En México, el derecho a la protección de la salud, consagrado en el artículo 4° constitucional, debería representar una garantía universal. Sin embargo, la realidad muestra que el acceso y la calidad de los servicios sanitarios dependen en gran medida de la entidad federativa en la que se habita. Esta disparidad, persistente y estructural, evidencia una tensión no resuelta dentro del modelo federal mexicano: mientras la ley establece un sistema de competencias compartidas, la práctica revela una notable desigualdad entre estados, influenciada por factores políticos, administrativos y presupuestarios.



 

Durante la pandemia de COVID-19, esta fractura institucional se volvió más evidente.
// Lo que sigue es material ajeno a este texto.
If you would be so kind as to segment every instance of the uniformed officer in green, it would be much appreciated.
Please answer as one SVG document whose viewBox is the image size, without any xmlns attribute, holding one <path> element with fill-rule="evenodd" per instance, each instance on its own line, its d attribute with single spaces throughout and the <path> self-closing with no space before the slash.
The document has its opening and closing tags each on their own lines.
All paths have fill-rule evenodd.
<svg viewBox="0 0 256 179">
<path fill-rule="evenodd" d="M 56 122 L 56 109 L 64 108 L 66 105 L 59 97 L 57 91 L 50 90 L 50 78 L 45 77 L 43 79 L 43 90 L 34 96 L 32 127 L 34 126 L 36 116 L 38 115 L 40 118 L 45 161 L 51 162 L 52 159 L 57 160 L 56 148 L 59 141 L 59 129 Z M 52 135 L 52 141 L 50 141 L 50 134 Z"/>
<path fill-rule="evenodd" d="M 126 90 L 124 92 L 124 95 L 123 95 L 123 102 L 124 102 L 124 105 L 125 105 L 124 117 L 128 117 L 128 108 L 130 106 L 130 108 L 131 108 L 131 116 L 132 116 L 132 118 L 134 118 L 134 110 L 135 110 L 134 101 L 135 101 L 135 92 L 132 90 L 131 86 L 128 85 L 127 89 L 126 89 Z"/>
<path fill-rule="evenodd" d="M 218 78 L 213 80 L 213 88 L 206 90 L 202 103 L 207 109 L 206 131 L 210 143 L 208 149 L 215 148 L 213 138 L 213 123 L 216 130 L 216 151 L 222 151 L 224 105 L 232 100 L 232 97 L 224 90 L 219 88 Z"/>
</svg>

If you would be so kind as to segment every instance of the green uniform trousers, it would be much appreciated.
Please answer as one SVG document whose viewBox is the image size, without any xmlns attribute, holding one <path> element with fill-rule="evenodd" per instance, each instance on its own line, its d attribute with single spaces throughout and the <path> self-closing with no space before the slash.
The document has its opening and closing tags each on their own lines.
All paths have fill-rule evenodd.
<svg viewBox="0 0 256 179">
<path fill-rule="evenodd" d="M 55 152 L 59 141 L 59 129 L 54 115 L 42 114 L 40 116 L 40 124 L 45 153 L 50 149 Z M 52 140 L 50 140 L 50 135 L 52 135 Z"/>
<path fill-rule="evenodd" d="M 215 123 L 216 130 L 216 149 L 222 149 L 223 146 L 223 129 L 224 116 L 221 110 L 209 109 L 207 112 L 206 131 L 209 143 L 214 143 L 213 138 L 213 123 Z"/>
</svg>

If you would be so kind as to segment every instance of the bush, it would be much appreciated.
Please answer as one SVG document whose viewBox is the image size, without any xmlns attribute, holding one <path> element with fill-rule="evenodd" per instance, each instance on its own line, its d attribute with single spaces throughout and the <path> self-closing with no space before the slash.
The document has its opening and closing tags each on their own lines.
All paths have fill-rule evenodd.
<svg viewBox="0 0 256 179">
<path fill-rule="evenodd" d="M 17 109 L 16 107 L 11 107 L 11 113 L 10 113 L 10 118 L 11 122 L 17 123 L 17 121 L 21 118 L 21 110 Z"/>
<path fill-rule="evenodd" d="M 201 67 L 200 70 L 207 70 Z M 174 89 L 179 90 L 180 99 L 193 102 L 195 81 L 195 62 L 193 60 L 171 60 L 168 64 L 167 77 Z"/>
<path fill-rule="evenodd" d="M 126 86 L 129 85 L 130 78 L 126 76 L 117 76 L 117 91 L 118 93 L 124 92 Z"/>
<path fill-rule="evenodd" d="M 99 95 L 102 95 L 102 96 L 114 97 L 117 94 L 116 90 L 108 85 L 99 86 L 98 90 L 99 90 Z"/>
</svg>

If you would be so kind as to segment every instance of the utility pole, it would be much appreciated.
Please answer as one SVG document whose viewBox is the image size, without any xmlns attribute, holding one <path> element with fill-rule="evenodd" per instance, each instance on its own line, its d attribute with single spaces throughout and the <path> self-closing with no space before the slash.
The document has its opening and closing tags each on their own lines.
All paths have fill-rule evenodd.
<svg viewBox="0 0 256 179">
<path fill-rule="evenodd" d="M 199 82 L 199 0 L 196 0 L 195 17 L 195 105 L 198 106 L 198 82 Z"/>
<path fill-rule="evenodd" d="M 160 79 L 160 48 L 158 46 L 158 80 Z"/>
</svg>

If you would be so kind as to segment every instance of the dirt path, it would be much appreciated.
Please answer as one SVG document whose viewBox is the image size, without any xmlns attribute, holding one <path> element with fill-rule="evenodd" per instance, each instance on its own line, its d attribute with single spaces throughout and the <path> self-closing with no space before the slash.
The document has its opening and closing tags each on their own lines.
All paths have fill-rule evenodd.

La falta de directrices claras y consistentes desde el gobierno federal llevó a que muchos gobiernos estatales actuaran por cuenta propia, generando respuestas dispares ante un problema común. Algunos, como Jalisco o Nuevo León, implementaron medidas proactivas de mitigación, mientras otros optaron por seguir estrictamente las orientaciones federales o incluso minimizaron la gravedad de la crisis.

 

El Dr. José Guillermo Vallarta Plata, en su análisis sobre la actuación del gobierno jalisciense durante la pandemia, destaca cómo esta descentralización de facto obligó a los estados a tomar decisiones que, si bien respondían a necesidades locales, también ponían en evidencia la falta de coordinación y rectoría efectiva del sistema nacional de salud (Vallarta Plata, 2021). Esto reveló una paradoja: los gobiernos estatales tienen la responsabilidad de implementar políticas sanitarias, pero carecen de la autonomía financiera y técnica para hacerlo de manera equitativa y sostenida.

 

Lo anterior se traduce en una atención médica desigual: estados con mayor capacidad administrativa, redes hospitalarias más robustas y liderazgos políticos con visión sanitaria han podido desarrollar modelos más eficientes, mientras que otras entidades enfrentan limitaciones severas, sin importar que compartan la misma base normativa. En este contexto, el derecho a la salud se convierte en una experiencia territorialmente desigual.

 

Si bien la Ley General de Salud plantea un esquema de concurrencia, en el que federación y estados colaboran en la prestación de servicios, este marco no ha sido suficiente para garantizar una ejecución uniforme. La ausencia de mecanismos obligatorios de coordinación y evaluación, sumada a la politización del sistema, ha dejado espacios vacíos que cada estado interpreta y llena según sus posibilidades y prioridades.

 

Para corregir esta situación no basta con una recentralización autoritaria. Tampoco es viable una descentralización sin reglas. Lo que se necesita es un federalismo sanitario funcional, con claridad en las competencias, suficiencia presupuestaria y mecanismos de colaboración vinculantes. Un modelo que reconozca la diversidad regional, pero que asegure el cumplimiento mínimo de estándares de calidad y acceso para toda la población.

 

Además, debe fomentarse la innovación en el nivel local. Muchos municipios cuentan con servicios médicos propios que, pese a sus limitaciones, tienen potencial para formar parte de una red integrada de atención. Darles un lugar más activo en la planeación y provisión de servicios puede ser clave para ampliar la cobertura y responder con agilidad a las emergencias sanitarias.

 

La salud no puede seguir sujeta a la ideología del gobierno estatal en turno. La equidad en el acceso, la oportunidad en la atención y la calidad del servicio deben ser garantías para todos, no privilegios para algunos. Si el federalismo ha de seguir siendo la vía institucional de nuestra democracia, debe traducirse también en una política de salud justa, articulada y sostenible. La pandemia nos ofreció una lección costosa. Ignorarla sería una irresponsabilidad histórica.